As the U.S. restaurant industry prepares for the winter months and a growing coronavirus outbreak, the grocer is in Sysco has taken steps to help its customers weather an uncertain future.
The Houston-based company announced Thursday that it is canceling restaurant minimum delivery sizes starting Monday. The news comes as some state and local governments put new food restrictions in place to mitigate the worrying spread of Covid-19.
Kevin Hourican, CEO of Sysco, told CNBC’s Jim Cramer that the relaxed ordering requirements will be available for small, medium and large customers.
“Sysco is doing more than anyone in our industry to help these small business customers thrive,” he said in an article.Bad money“Interview.”[We are] Eliminating these minimum order quantities for our small, medium and large customers, but especially for these small businesses. “
Sysco, whose partners include restaurants, hospitals, schools and hotels, announced the move as part of its “Restaurants Rising” campaign. The program undertakes to acquire new customers within a day and to offer its partners discounts on mobile ordering and menu services as well as marketing strategies.
With the new no minimum delivery requirement, Hourican aims to help restaurants maintain their sustainability as alfresco dining becomes more difficult, especially in the northern states.
“We’re not doing this as an opt-in program,” he said. “We have the largest sales force in the business and we will literally go customer after customer to make sure they know about this news.”
Despite lockdown orders that crippled local restaurants earlier this year and the threat of new restrictions across the country, Hourican said he didn’t see the discouraging bankruptcy rate some experts forecast would overtake the industry. 40% of restaurants were predicted to go bankrupt, but Sysco didn’t buy the dire forecast and the result was “stronger than we thought,” Hourican said.

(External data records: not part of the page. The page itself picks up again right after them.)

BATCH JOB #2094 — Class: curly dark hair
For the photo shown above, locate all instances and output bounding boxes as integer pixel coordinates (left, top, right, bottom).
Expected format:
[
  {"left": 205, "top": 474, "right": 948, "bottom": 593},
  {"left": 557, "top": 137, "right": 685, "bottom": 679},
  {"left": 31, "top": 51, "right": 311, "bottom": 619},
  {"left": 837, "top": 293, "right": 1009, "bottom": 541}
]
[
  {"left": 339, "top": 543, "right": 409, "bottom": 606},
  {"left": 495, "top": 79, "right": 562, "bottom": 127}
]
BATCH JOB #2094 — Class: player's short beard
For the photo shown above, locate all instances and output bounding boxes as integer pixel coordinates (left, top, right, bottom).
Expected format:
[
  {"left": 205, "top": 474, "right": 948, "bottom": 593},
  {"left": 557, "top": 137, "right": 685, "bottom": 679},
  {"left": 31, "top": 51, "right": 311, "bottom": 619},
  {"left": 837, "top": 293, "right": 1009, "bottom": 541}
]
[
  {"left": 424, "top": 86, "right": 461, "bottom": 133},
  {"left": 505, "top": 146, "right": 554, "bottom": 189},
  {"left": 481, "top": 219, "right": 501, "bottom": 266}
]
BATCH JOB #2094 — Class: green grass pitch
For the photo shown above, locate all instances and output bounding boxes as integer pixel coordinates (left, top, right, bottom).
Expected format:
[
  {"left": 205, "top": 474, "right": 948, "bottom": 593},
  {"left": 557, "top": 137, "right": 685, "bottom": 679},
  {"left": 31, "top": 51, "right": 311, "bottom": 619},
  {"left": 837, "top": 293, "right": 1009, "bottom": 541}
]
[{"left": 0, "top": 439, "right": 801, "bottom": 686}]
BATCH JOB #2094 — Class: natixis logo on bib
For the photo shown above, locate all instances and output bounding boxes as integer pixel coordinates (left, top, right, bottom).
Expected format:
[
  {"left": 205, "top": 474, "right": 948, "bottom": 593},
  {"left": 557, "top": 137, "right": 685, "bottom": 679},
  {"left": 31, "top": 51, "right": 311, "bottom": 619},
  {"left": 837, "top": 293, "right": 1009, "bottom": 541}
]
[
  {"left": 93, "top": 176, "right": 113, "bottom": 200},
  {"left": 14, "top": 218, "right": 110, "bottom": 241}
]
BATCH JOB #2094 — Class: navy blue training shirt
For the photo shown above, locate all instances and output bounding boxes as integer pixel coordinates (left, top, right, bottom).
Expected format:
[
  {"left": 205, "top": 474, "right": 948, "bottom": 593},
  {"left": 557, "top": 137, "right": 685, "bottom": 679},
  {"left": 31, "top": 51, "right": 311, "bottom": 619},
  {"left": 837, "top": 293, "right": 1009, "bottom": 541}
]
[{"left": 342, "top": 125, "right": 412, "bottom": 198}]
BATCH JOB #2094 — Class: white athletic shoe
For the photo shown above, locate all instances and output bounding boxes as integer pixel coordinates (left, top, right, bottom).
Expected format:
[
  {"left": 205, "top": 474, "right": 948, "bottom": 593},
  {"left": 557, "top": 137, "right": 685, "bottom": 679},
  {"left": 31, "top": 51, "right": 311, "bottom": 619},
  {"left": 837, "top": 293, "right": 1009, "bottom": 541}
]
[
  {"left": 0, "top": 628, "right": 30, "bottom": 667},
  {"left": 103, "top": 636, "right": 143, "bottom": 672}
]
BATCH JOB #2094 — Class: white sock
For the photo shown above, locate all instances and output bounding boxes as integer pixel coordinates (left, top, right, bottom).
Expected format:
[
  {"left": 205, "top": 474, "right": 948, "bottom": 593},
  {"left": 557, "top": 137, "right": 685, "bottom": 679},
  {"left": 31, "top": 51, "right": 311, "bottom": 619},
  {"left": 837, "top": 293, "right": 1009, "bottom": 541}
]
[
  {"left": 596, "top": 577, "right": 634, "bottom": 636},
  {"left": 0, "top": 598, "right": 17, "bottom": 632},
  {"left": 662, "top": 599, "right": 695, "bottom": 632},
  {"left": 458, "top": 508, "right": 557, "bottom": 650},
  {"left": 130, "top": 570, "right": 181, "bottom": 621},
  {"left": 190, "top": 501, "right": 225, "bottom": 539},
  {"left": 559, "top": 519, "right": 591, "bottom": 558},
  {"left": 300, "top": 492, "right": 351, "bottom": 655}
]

“We recently reported that currently less than 10% of our customers are closed. Our job over the coming winter months is to help everyone thrive through the services, food product and expertise we offer them “, he said .
Sysco stock fell 0.7% to $ 68.01 on Thursday, falling alongside major stock averages. The company’s stock is down more than 20% since the start of the year.
However, investors who got into the stock in late October could have earned more than 20% profit after a three-month low. The stock saw an uptrend in last week’s election and positive vaccine news that sparked buying the reopened shares.